Eventually Wilson cut ties with the Manson family and feeling this rejection along with his crushed music dreams gave Manson more reason to hate those who he so envied. After listening to the Beatle’s ‘White Album’, Manson became obsessed with their music, especially a song called Helter Skelter, and used the Bible to translate what he thought was their secret message. He concluded that there would be an apocalyptic race war that would be brought on by the blacks at the time, and the outcome would be Manson and his family leading the new world as the only whites left.
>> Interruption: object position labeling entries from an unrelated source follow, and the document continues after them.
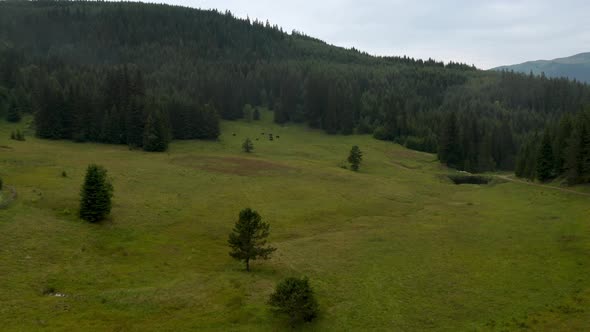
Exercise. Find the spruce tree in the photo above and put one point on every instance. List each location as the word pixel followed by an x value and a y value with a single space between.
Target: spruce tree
pixel 576 151
pixel 96 194
pixel 355 158
pixel 248 146
pixel 248 112
pixel 450 147
pixel 13 114
pixel 545 163
pixel 248 238
pixel 295 297
pixel 155 137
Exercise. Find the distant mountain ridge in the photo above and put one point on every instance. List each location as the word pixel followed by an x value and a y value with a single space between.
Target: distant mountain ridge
pixel 575 67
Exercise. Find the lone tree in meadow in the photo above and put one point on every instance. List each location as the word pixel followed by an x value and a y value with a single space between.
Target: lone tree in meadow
pixel 248 146
pixel 355 158
pixel 294 297
pixel 248 238
pixel 96 194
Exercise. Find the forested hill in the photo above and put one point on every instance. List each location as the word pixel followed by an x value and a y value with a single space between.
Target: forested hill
pixel 140 74
pixel 576 67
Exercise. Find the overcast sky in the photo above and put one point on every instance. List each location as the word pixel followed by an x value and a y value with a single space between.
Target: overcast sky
pixel 485 33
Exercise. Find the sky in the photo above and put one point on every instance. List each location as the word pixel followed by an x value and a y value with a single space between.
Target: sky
pixel 486 33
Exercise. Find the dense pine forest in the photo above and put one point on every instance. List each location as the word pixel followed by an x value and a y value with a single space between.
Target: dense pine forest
pixel 143 74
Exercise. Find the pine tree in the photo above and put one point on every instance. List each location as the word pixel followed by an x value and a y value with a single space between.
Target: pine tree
pixel 545 163
pixel 295 297
pixel 577 153
pixel 96 194
pixel 248 238
pixel 155 137
pixel 355 158
pixel 248 112
pixel 248 146
pixel 13 114
pixel 449 151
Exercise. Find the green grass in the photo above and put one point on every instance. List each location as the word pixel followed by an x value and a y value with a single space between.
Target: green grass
pixel 393 247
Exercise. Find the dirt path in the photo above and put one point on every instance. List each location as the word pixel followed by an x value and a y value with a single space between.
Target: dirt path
pixel 565 190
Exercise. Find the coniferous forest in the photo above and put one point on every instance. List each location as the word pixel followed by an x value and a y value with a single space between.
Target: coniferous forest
pixel 143 74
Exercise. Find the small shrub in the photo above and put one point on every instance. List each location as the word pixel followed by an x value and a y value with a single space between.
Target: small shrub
pixel 295 297
pixel 248 146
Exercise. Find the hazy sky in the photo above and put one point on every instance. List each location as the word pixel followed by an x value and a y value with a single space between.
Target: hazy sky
pixel 486 33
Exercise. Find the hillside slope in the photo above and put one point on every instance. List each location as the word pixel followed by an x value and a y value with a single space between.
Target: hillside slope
pixel 574 67
pixel 98 71
pixel 396 246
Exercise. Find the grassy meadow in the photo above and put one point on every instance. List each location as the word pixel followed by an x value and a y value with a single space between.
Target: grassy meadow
pixel 395 247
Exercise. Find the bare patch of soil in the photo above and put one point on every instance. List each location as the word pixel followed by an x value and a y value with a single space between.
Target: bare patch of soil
pixel 231 165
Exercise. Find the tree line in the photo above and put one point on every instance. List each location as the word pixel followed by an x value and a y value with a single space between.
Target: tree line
pixel 562 150
pixel 200 62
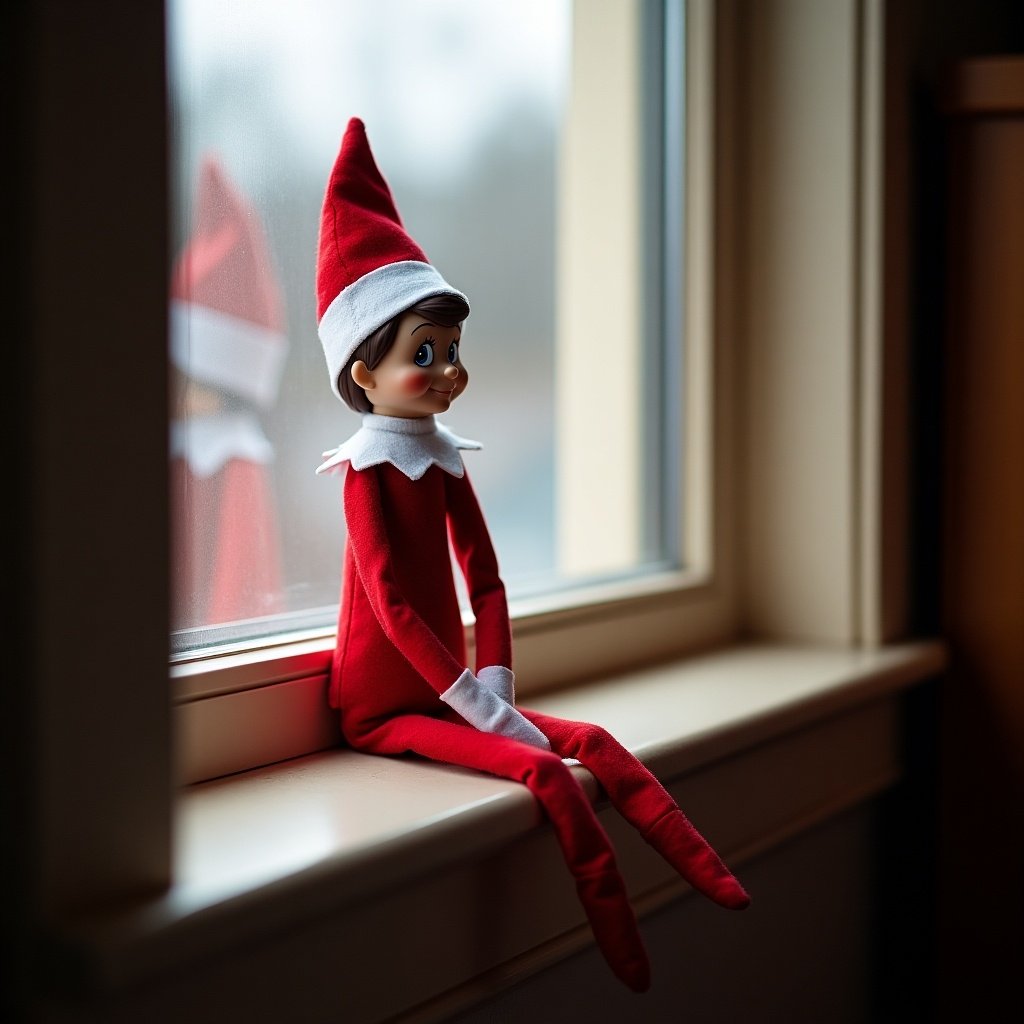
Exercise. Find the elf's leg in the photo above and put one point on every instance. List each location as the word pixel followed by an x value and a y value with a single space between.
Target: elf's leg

He told his followers that he was the ‘Fifth Angel’ who would be given the ‘key to the pit of the abyss’. To Manson and his followers –he was the actual human embodiment of Jesus and his family members were his chosen disciples.

The revolution wasn’t happening like Manson had envisioned and he believed the blacks needed his help to get the ball rolling. As his followers began to grow, he tested their loyalty. Tex Watson, a follower, stole $2,000 from a drug dealer named Bernard Crowe who threated to retaliate. Manson settled the issue by shooting Crowe in the stomach who survived and never reported the incident. This caused the Manson family to feel unsafe so they all began carrying around guns and knives for protection.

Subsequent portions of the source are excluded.